End of Life Options Act collects minimal information, so we have no idea of success or abuse. Critics worry that patients may be coerced into requesting physician-assisted suicide (PAS) by family, friends or even health plans. Under a similar law in Oregon, MediCaid refused to pay for certain cancer treatments, but instead offered PAS as a cheaper option. Have similar abuses occurred here? Limited state-collected data makes it impossible to know.

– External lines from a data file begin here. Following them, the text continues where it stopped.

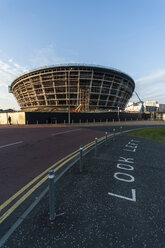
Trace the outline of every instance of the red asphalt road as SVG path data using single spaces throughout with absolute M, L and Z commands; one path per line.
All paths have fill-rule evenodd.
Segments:
M 80 145 L 103 135 L 73 127 L 0 128 L 0 205 Z

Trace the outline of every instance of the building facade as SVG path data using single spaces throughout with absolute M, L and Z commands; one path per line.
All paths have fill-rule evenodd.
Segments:
M 23 111 L 82 112 L 124 109 L 135 88 L 134 80 L 116 69 L 67 64 L 26 73 L 10 86 Z
M 165 104 L 160 104 L 158 101 L 129 102 L 126 105 L 126 112 L 140 112 L 143 105 L 143 112 L 165 112 Z

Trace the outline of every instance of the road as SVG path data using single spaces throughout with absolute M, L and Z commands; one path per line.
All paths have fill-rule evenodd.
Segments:
M 32 193 L 47 180 L 50 167 L 103 135 L 76 127 L 1 128 L 0 232 L 6 232 L 32 203 Z
M 69 127 L 0 129 L 0 204 L 56 161 L 103 135 Z
M 145 123 L 145 124 L 144 124 Z M 148 122 L 96 127 L 0 128 L 0 205 L 55 162 L 107 132 L 146 127 Z M 152 123 L 151 123 L 152 124 Z
M 10 228 L 4 248 L 164 248 L 164 149 L 165 143 L 116 135 L 84 157 L 82 173 L 77 162 L 55 183 L 54 223 L 46 194 Z
M 58 161 L 66 160 L 66 156 L 79 149 L 80 145 L 94 141 L 95 137 L 103 137 L 106 131 L 112 133 L 115 129 L 119 132 L 121 125 L 125 131 L 153 126 L 154 123 L 124 122 L 95 127 L 1 127 L 0 224 L 4 224 L 1 225 L 3 233 L 8 230 L 11 220 L 16 221 L 22 213 L 19 212 L 22 203 L 45 182 L 51 166 L 57 168 Z M 25 211 L 26 207 L 21 211 Z

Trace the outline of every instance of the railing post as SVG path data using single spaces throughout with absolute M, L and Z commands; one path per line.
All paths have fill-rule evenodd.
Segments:
M 49 170 L 49 219 L 55 220 L 54 170 Z
M 97 141 L 98 141 L 98 138 L 96 137 L 95 138 L 95 156 L 97 156 Z
M 122 134 L 122 129 L 123 129 L 123 127 L 120 127 L 120 135 Z
M 80 172 L 83 171 L 83 146 L 80 146 Z
M 115 128 L 113 129 L 113 140 L 115 140 Z
M 105 140 L 106 140 L 106 145 L 108 144 L 108 133 L 105 132 Z

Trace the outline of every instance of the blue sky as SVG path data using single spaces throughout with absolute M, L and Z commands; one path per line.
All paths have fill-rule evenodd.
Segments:
M 164 0 L 0 0 L 0 109 L 18 109 L 17 76 L 69 62 L 119 69 L 165 103 L 164 13 Z

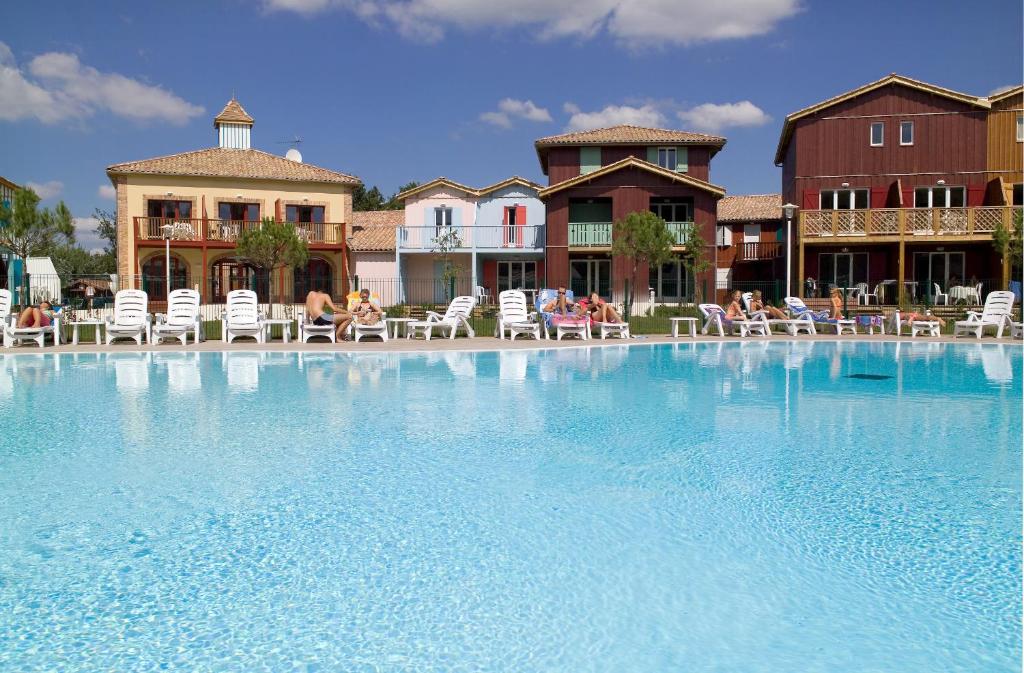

So far, 2,858 people have received prescriptions under EOLA and 1,816 actually decided to take the dosage and die, according to the California Department of Public Health (CDPH). CDPH revealed at a public hearing in 2018 that physicians and others do not comply with the law, but the state has no enforcement activity to ensure compliance. This leaves us with incomplete information at best, and non-existent information at the worst.
Physicians may file incomplete or inaccurate forms, and whether an illness is terminal is not verified in any way, while other data like race and educational level are reported by CDPH but are not even submitted by physicians on the state forms. Was the patient able to make this decision? Were they coerced or pressured by family or a nursing home because they were inconvenient? Only a check box on the state form tells you, with no means of verification. Yet physicians, witnesses, and others remain completely protected under the law, with no external oversight. Other states have much more oversight and accountability.
Per CDPH, a health care provider attends while the patient takes the lethal dosage only 43% of the time, but whether a healthcare provider is present or not, no data is reported on complications like vomiting, choking, seizures or other causes of suffering before death.
Lastly, CDPH admits to destroying collected data every 3 years, although not required under the law. Right now, we don’t know if people are being coerced into using the EOLA, or experiencing complications from the drug overdose. We don’t have any verification of any data under the law and while data is collected, much is not reported or disclosed publicly. The current bill, SB 380 removes safeguards and repeals the sunset provision, extending the current law permanently. Californians should demand more transparency and accountability, not less.